Crawl errors have been found to occur when a search engine fails to reach a page on your source or website. But crawling is basically the process when the search engine attempts to open every page of the website by a bot.
This bot helps in finding all the links to your website and figures out public pages. Essentially, the crawling process ensures that all the pages are crawled and indexed while also adding links to them.
If the bot isn’t able to reach all the pages of the website, then it means that crawling error has been encountered.
While your goal maybe a direct 301 redirect, but every page end shall always return with a 200 OK server response.
- Site Errors: On surface level, your whole website can’t be crawled.
- URL Errors: These are specific errors and hence are easier to deal with and fix.
Site Errors and Types with their Fixes:
Site errors are bunch of errors that obstruct the search engine bot from reaching your website. Some of the common reasons are:
It means that the search engine bot has been denied connection with the server, translating that it might be temporarily down and website can’t be accessed.
It is just a temporary issue and the search engine will make attempts later to crawl your website anyway.
But, if you spot this error, it basically will mean that the search engine has attempted it more than a couple of times and wasn’t able to go through.
DND Errors Fix:
Firstly, use the Fetch as Google tool and understand how Google crawls your website.
Fetch the process here without render and the slower might be useful and do a comparison of how Google views your website to that of a user.
Next, check your DNS provider. If the first solution doesn’t work then it needs further action.
Hence check with the DNS provider to locate the issue. It should display either a 404 or 500 error code instead.
Any search engine before crawling, employs the bot to crawl the robots.txt file to check if there are any pages on your website that you don’t want to be Now if the bot isn’t able to access the robots.txt file, it means that the search engine will postpone the crawl process.
Hence ensure that it’s always available.
Robot Failure Fix:
Please make sure that robots.txt file is configured properly. Also check on the pages that you don’t want to be crawled.
Use a server header check tool to check for the error code which should be either 200 or 404 error.
The best options is not to have any robots.txt file as Google will then automatically scan through the website.
It means that when the bot tried to reach your website, the connection request had been timed out. In this case, it took the server long enough to load and hence sent an error message.

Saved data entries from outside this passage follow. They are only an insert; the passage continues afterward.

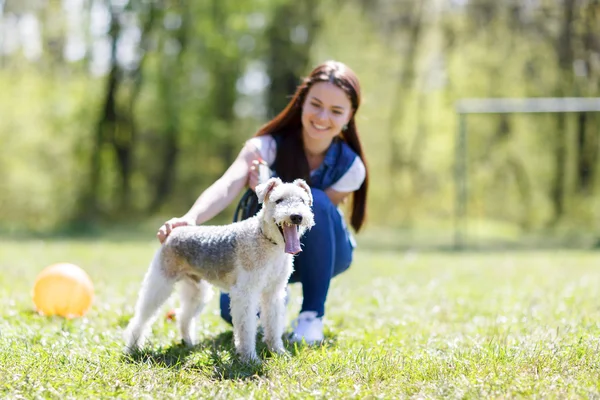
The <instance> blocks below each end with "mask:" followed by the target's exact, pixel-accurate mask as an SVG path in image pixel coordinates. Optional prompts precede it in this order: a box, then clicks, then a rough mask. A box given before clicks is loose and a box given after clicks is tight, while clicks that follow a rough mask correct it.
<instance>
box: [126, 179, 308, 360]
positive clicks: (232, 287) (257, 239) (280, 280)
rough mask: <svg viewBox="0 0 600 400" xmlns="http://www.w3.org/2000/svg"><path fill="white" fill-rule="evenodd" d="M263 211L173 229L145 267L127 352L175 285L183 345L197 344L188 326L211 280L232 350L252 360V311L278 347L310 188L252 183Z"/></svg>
mask: <svg viewBox="0 0 600 400" xmlns="http://www.w3.org/2000/svg"><path fill="white" fill-rule="evenodd" d="M256 194H257V196H258V200H259V202H260V203H262V204H263V207H262V209H261V210H260V211H259V212H258V213H257V214H256V215H255V216H254V217H252V218H249V219H246V220H244V221H240V222H236V223H233V224H230V225H223V226H185V227H179V228H176V229H174V230H173V231H172V232H171V234H170V235H169V237H168V238H167V240H166V241H165V243H164V244H163V246H162V247H161V248H160V249H159V251H158V252H157V253H156V255H155V256H154V259H153V261H152V263H151V264H150V267H149V269H148V272H147V273H146V276H145V278H144V282H143V284H142V288H141V290H140V293H139V298H138V301H137V304H136V308H135V315H134V317H133V319H132V320H131V321H130V323H129V326H128V327H127V329H126V331H125V342H126V346H127V350H128V351H132V350H135V349H136V348H139V347H141V346H143V344H144V338H145V335H146V331H147V330H148V329H149V327H150V325H151V322H152V320H153V319H154V318H155V314H156V311H157V310H158V308H159V307H160V306H161V305H162V304H163V303H164V302H165V300H167V298H168V297H169V296H170V294H171V292H172V290H173V286H174V284H175V283H176V282H179V281H180V283H181V288H180V289H181V290H180V295H181V308H180V311H179V314H178V316H177V320H178V321H179V329H180V331H181V336H182V339H183V341H184V343H185V344H186V345H190V346H191V345H194V344H195V333H194V325H195V318H196V316H197V315H198V314H199V313H200V311H202V308H203V307H204V306H205V305H206V303H207V302H208V301H209V299H210V298H211V295H212V290H211V284H212V285H215V286H217V287H219V288H221V289H222V290H224V291H226V292H229V294H230V297H231V316H232V318H233V333H234V343H235V347H236V351H237V352H238V354H239V355H240V357H241V358H242V360H243V361H246V362H247V361H257V360H258V356H257V354H256V325H257V318H256V314H257V312H258V309H259V307H260V312H261V314H260V319H261V322H262V325H263V329H264V341H265V343H266V344H267V347H268V348H269V350H270V351H273V352H277V353H284V352H285V349H284V347H283V341H282V335H283V331H284V326H285V293H286V290H285V289H286V284H287V281H288V278H289V276H290V274H291V273H292V268H293V267H292V264H293V254H296V253H298V252H300V251H301V249H300V237H301V236H302V235H303V234H304V232H305V231H306V230H308V229H310V228H311V227H312V226H313V225H314V217H313V213H312V211H311V205H312V194H311V191H310V187H309V186H308V185H307V184H306V182H304V181H303V180H301V179H297V180H295V181H294V182H293V183H283V182H282V181H281V180H280V179H279V178H271V179H269V180H268V181H267V182H265V183H263V184H261V185H258V186H257V187H256Z"/></svg>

Now they may also occur when you have flaws in the coding that stop the page from loading.
Another reason might be that the traffic may just be so high that the server couldn’t handle the request and sent an error message.
Server Errors Fix:
Use the same Fetch as Google tool and check the status. If the tool is able to return to the homepage without any further errors, it means that the search engine generally is able to access your site properly.

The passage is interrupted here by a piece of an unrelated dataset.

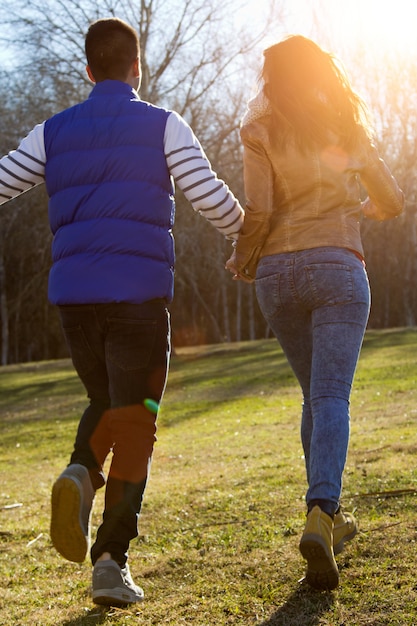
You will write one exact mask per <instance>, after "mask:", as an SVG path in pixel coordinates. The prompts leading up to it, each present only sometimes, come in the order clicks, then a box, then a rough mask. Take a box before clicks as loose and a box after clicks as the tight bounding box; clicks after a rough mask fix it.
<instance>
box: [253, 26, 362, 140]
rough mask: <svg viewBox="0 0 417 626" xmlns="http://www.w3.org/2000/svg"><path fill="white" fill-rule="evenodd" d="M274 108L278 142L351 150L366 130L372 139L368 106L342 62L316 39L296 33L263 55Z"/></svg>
mask: <svg viewBox="0 0 417 626" xmlns="http://www.w3.org/2000/svg"><path fill="white" fill-rule="evenodd" d="M261 77H262V79H263V81H264V87H263V90H264V93H265V95H266V97H267V98H268V100H269V101H270V104H271V107H272V115H271V132H272V133H273V140H274V142H278V143H281V144H282V145H285V144H286V143H287V142H288V141H289V140H290V139H291V140H293V141H295V142H296V144H297V145H298V147H300V148H307V147H309V146H314V145H319V146H323V145H326V144H328V142H329V137H331V136H333V137H335V136H336V137H337V141H338V143H339V145H340V146H341V147H343V148H345V149H352V148H353V147H354V146H355V145H356V143H357V141H358V139H359V137H360V136H361V135H362V136H363V130H362V132H360V131H361V129H365V132H366V133H367V134H368V136H371V128H370V123H369V114H368V111H367V108H366V105H365V103H364V102H363V100H362V99H361V98H360V96H359V95H358V94H356V93H355V92H354V91H353V89H352V87H351V86H350V83H349V80H348V77H347V75H346V72H345V70H344V68H343V66H342V65H341V63H340V61H338V59H337V58H336V57H335V56H334V55H332V54H331V53H329V52H326V51H325V50H323V49H322V48H320V46H318V45H317V44H316V43H314V42H313V41H312V40H311V39H308V38H306V37H303V36H302V35H291V36H289V37H287V38H286V39H284V40H282V41H280V42H279V43H277V44H274V45H272V46H270V47H269V48H267V49H266V50H265V51H264V65H263V69H262V72H261Z"/></svg>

Before you go on to fix the issue, specifically diagnose which type of server error is being displayed and how to address it such as timeout, connection reset, connect failed, truncated headers and response.
URL Errors and types:
URL errors are more specific and refers to the crawling process failing to reach specific page on your website. There are some crawl errors such as 404 NOT FOUND or if the page is gone forever then a 410 page.
Hence it’s better to read about these common errors and fix them or perform a 301 redirect. Many URL errors are caused by internal links and hence mostly are the owner’s fault.

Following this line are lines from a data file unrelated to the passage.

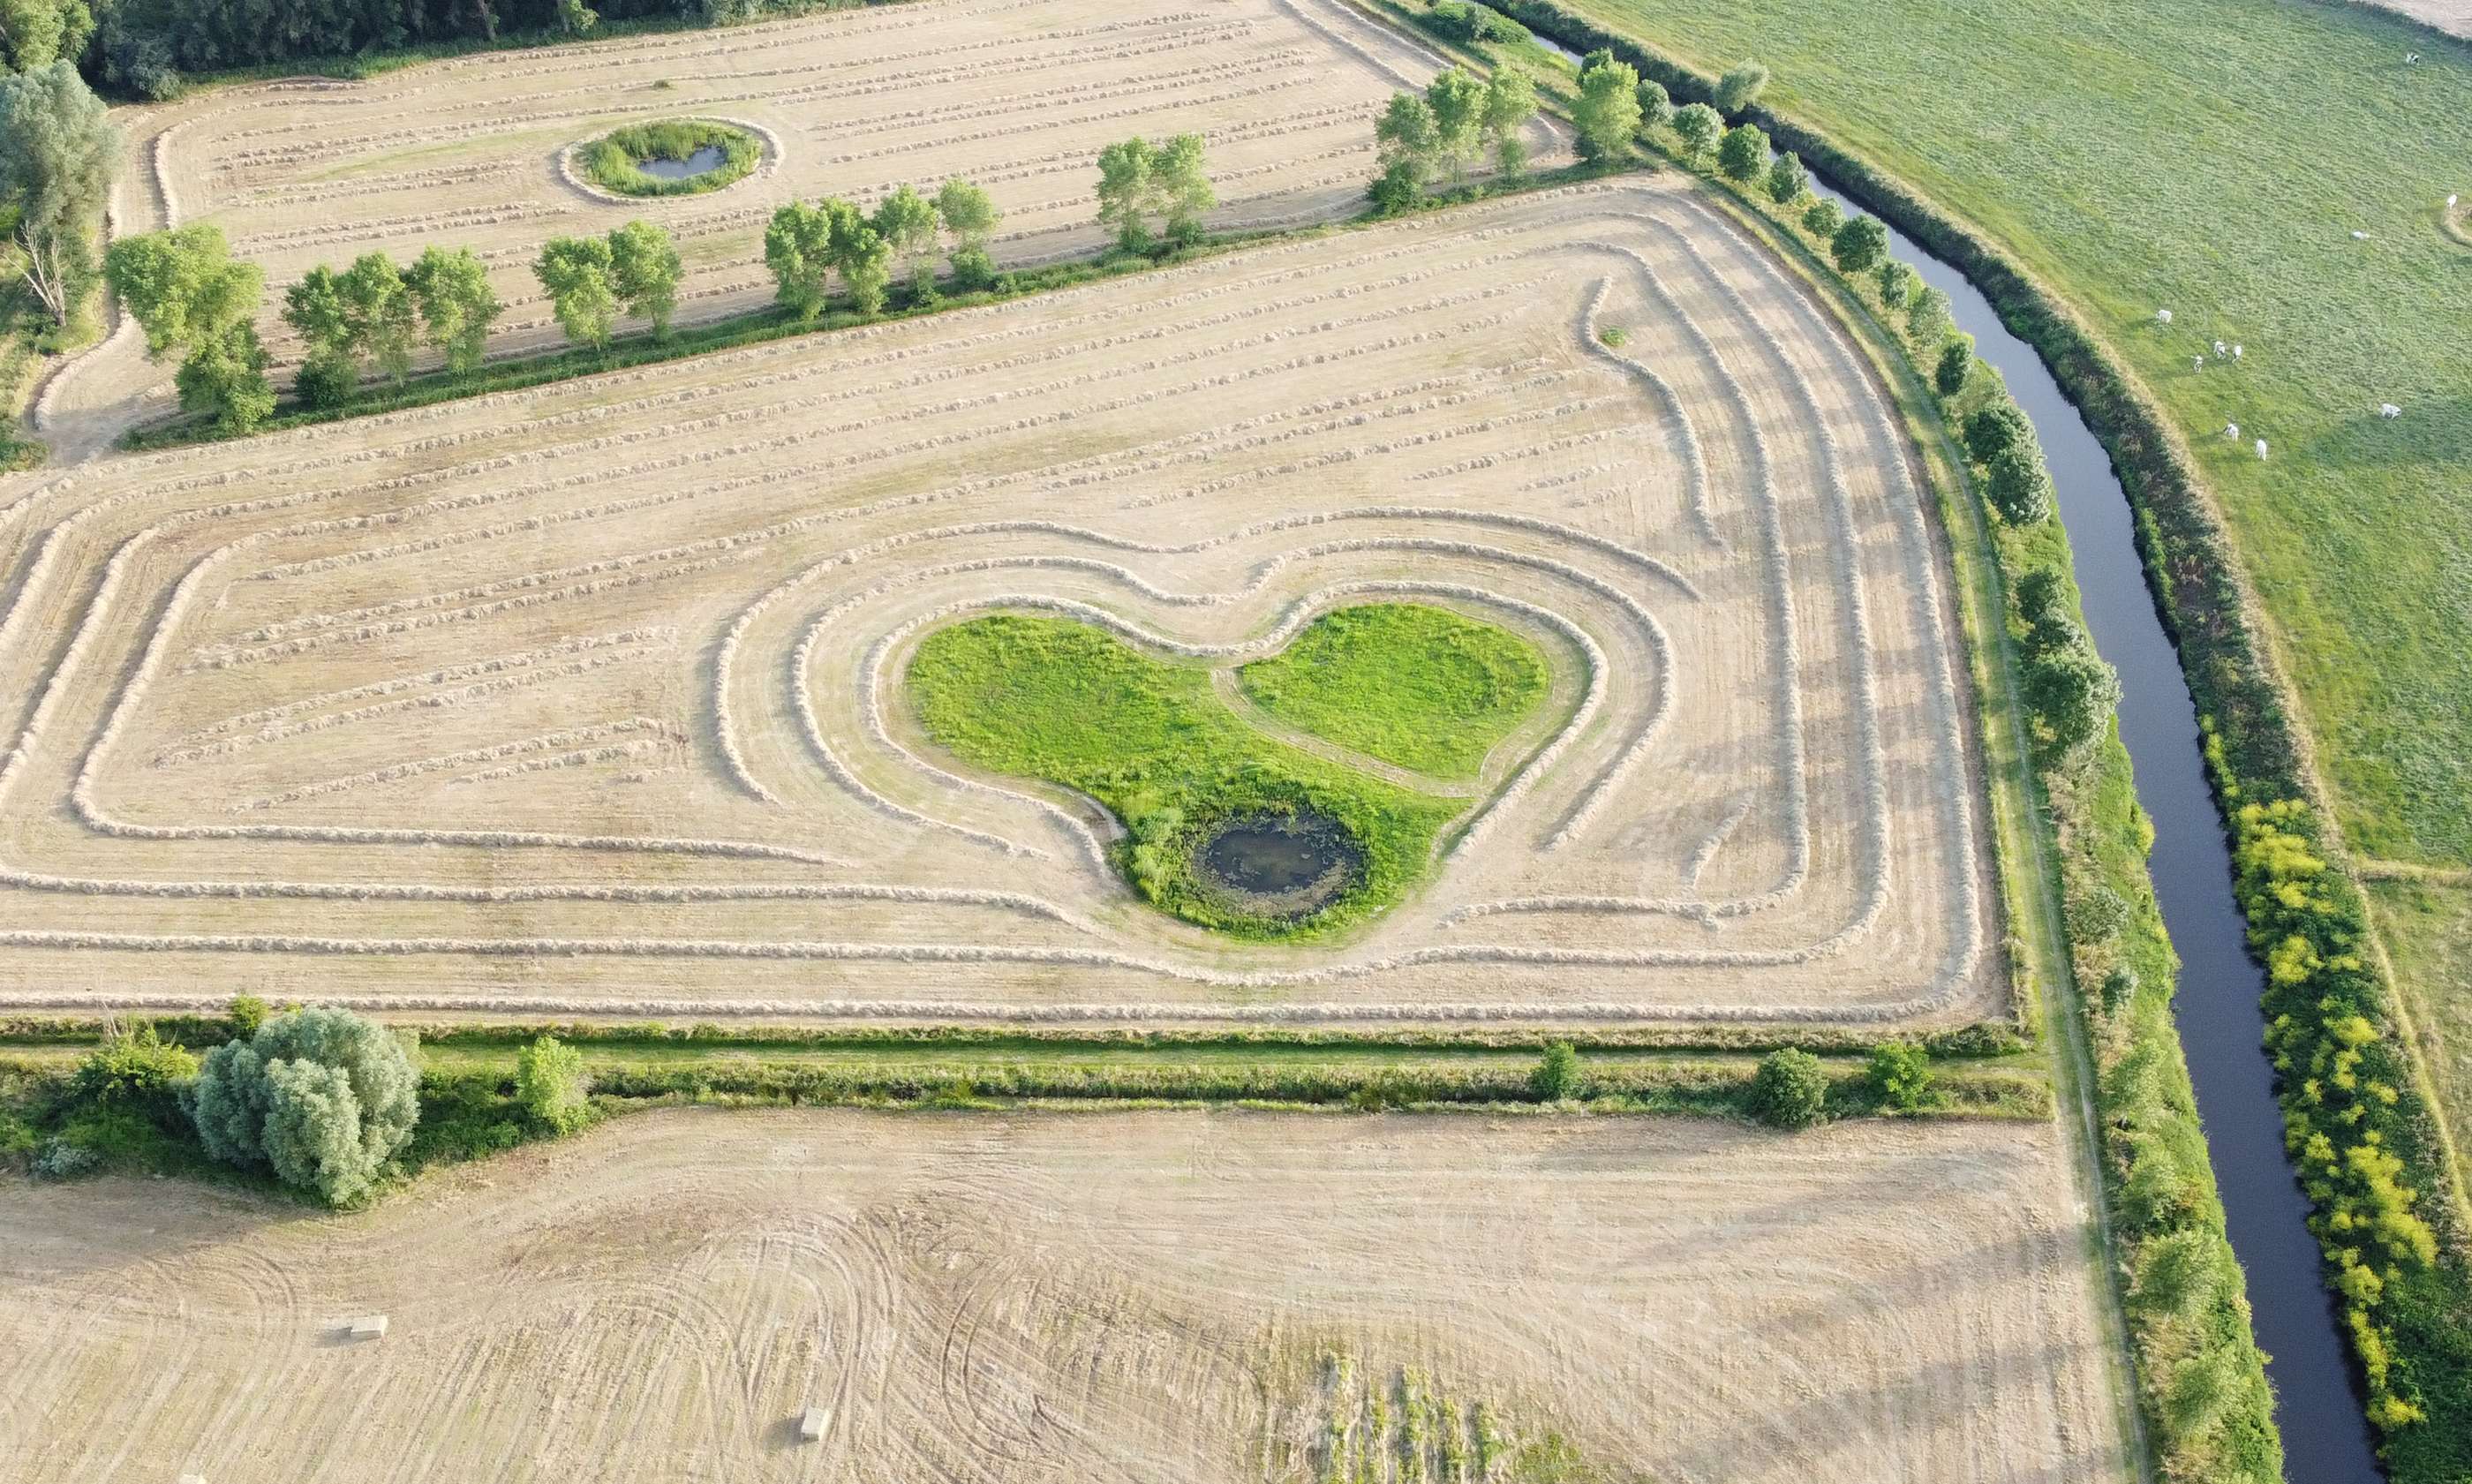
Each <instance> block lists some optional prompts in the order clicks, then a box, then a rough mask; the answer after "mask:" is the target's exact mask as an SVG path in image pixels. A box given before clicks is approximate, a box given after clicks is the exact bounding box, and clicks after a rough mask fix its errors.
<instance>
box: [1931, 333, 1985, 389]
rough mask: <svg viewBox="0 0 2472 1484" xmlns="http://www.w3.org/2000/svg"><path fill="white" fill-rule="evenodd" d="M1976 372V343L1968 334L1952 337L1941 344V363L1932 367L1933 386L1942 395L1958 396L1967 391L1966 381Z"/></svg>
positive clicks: (1931, 371)
mask: <svg viewBox="0 0 2472 1484" xmlns="http://www.w3.org/2000/svg"><path fill="white" fill-rule="evenodd" d="M1973 373H1975V344H1973V339H1968V336H1958V339H1950V341H1945V344H1943V346H1941V364H1938V366H1933V369H1931V386H1936V388H1938V391H1941V396H1958V393H1960V391H1965V381H1968V378H1973Z"/></svg>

- Mobile Specific URL errors: It refers to URL errors found on modern smartphones. These are usually unlikely to occur when you have a very responsive website. But if you maintain separate mobile subdomain, then there is a possibility of encountering errors. It might be the basic desktop to mobile site errors that may have been blocked due to robots.txt file.
- Malware errors: If you have this error being displayed on the search engine, it means that the engine has found a trace of malicious software on the particular URL. Therefore, it needs a greater investigation of the page and you need to remove the malware from the URL as soon as possible.
- Google News Errors: These errors occur when your website is also being displayed on Google News. It is due to the documentation error from the search engine’s site. It may vary such as lack of title or just simply being classified as no news article contained. Hence, be sure to check the guidelines and improvise them accordingly as per the requirement of your site.
Fix for URL errors:
Some common errors such as soft 404 or 410 are encountered. To fix them, ensure that the error is 404 or 410 and not 200. Perform a 301 redirect to the relevant pages on your website.
For live pages, ensure that the content is appropriate and not thin content. If you see a 404 error code, ensure that the page is published via content management system and not derived from draft or deleted bin.
Check or the page variation and check for different domains such as www vs non www domain of site and similarly http vs https. If you don’t desire to have the page but keep it as a redirecting link then perform a 301 redirect.
The concluding point is that if you find any crawl errors, do fix them as soon as possible by any possible means.
Keep the maintenance schedule in check for every week and check for any new additions and deletions of the features and the pages.